IoTFuzzSentry: A Protocol Guided Mutation Based Fuzzer for Automatic Vulnerability Testing in Commercial IoT Devices
- URL: http://arxiv.org/abs/2509.09158v1
- Date: Thu, 11 Sep 2025 05:40:18 GMT
- Title: IoTFuzzSentry: A Protocol Guided Mutation Based Fuzzer for Automatic Vulnerability Testing in Commercial IoT Devices
- Authors: Priyanka Rushikesh Chaudhary, Rajib Ranjan Maiti,
- Abstract summary: We present a mutation-based fuzzing tool, named IoTFuzzSentry, to identify specific non-trivial vulnerabilities in commercial IoT devices.<n>We show how these vulnerabilities can be exploited in real-world scenarios.<n>We have responsibly disclosed all these vulnerabilities to the respective vendors.

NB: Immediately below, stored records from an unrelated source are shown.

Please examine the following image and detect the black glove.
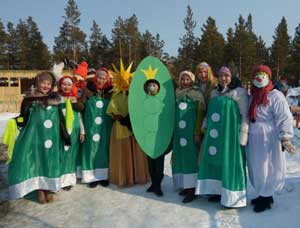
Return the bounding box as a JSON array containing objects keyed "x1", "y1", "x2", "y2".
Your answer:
[
  {"x1": 119, "y1": 115, "x2": 132, "y2": 132},
  {"x1": 63, "y1": 59, "x2": 78, "y2": 69},
  {"x1": 58, "y1": 108, "x2": 71, "y2": 146},
  {"x1": 48, "y1": 92, "x2": 59, "y2": 100}
]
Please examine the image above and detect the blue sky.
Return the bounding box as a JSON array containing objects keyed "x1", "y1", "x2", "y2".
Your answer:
[{"x1": 0, "y1": 0, "x2": 300, "y2": 56}]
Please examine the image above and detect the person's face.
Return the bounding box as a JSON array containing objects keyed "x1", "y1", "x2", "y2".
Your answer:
[
  {"x1": 180, "y1": 74, "x2": 193, "y2": 89},
  {"x1": 60, "y1": 80, "x2": 73, "y2": 93},
  {"x1": 198, "y1": 69, "x2": 208, "y2": 83},
  {"x1": 74, "y1": 74, "x2": 84, "y2": 82},
  {"x1": 147, "y1": 82, "x2": 158, "y2": 95},
  {"x1": 219, "y1": 73, "x2": 231, "y2": 87},
  {"x1": 38, "y1": 80, "x2": 52, "y2": 94},
  {"x1": 97, "y1": 75, "x2": 106, "y2": 86},
  {"x1": 252, "y1": 72, "x2": 269, "y2": 88}
]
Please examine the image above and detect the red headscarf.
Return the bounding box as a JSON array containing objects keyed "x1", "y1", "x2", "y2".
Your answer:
[
  {"x1": 93, "y1": 68, "x2": 112, "y2": 90},
  {"x1": 249, "y1": 65, "x2": 273, "y2": 122},
  {"x1": 58, "y1": 75, "x2": 78, "y2": 97}
]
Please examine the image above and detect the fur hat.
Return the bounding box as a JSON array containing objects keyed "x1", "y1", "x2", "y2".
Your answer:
[
  {"x1": 179, "y1": 70, "x2": 195, "y2": 83},
  {"x1": 73, "y1": 61, "x2": 89, "y2": 80},
  {"x1": 218, "y1": 66, "x2": 232, "y2": 77},
  {"x1": 252, "y1": 65, "x2": 272, "y2": 79},
  {"x1": 35, "y1": 71, "x2": 56, "y2": 87}
]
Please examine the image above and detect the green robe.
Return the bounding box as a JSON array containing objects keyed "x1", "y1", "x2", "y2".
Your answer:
[
  {"x1": 81, "y1": 96, "x2": 112, "y2": 183},
  {"x1": 8, "y1": 104, "x2": 60, "y2": 199},
  {"x1": 60, "y1": 103, "x2": 80, "y2": 188},
  {"x1": 196, "y1": 96, "x2": 246, "y2": 207},
  {"x1": 172, "y1": 96, "x2": 198, "y2": 189}
]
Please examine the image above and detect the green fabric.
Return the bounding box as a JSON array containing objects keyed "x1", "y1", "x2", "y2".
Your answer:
[
  {"x1": 2, "y1": 119, "x2": 18, "y2": 164},
  {"x1": 81, "y1": 96, "x2": 112, "y2": 170},
  {"x1": 172, "y1": 97, "x2": 199, "y2": 174},
  {"x1": 128, "y1": 56, "x2": 175, "y2": 159},
  {"x1": 8, "y1": 104, "x2": 60, "y2": 185},
  {"x1": 198, "y1": 96, "x2": 246, "y2": 191},
  {"x1": 64, "y1": 98, "x2": 75, "y2": 134},
  {"x1": 59, "y1": 103, "x2": 80, "y2": 175}
]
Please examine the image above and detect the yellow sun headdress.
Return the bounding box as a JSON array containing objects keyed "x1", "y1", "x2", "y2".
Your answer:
[{"x1": 112, "y1": 59, "x2": 133, "y2": 92}]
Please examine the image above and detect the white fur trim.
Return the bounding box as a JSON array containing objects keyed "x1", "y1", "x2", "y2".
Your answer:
[
  {"x1": 195, "y1": 179, "x2": 247, "y2": 207},
  {"x1": 9, "y1": 177, "x2": 60, "y2": 200},
  {"x1": 60, "y1": 173, "x2": 76, "y2": 188},
  {"x1": 81, "y1": 168, "x2": 108, "y2": 183},
  {"x1": 173, "y1": 173, "x2": 197, "y2": 189}
]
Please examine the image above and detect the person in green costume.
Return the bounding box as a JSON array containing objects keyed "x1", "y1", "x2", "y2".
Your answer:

- Score: 1.5970777144214099
- License: http://creativecommons.org/licenses/by/4.0/
- Abstract: Protocol fuzzing is a scalable and cost-effective technique for identifying security vulnerabilities in deployed Internet of Things devices. During their operational phase, IoT devices often run lightweight servers to handle user interactions, such as video streaming or image capture in smart cameras. Implementation flaws in transport or application-layer security mechanisms can expose IoT devices to a range of threats, including unauthorized access and data leakage. This paper addresses the challenge of uncovering such vulnerabilities by leveraging protocol fuzzing techniques that inject crafted transport and application-layer packets into IoT communications. We present a mutation-based fuzzing tool, named IoTFuzzSentry, to identify specific non-trivial vulnerabilities in commercial IoT devices. We further demonstrate how these vulnerabilities can be exploited in real-world scenarios. We integrated our fuzzing tool into a well-known testing tool Cotopaxi and evaluated it with commercial-off-the-shelf IoT devices such as IP cameras and Smart Plug. Our evaluation revealed vulnerabilities categorized into 4 types (IoT Access Credential Leakage, Sneak IoT Live Video Stream, Creep IoT Live Image, IoT Command Injection) and we show their exploits using three IoT devices. We have responsibly disclosed all these vulnerabilities to the respective vendors. So far, we have published two CVEs, CVE-2024-41623 and CVE-2024-42531, and one is awaiting. To extend the applicability, we have investigated the traffic of six additional IoT devices and our analysis shows that these devices can have similar vulnerabilities, due to the presence of a similar set of application protocols. We believe that IoTFuzzSentry has the potential to discover unconventional security threats and allow IoT vendors to strengthen the security of their commercialized IoT devices automatically with negligible overhead.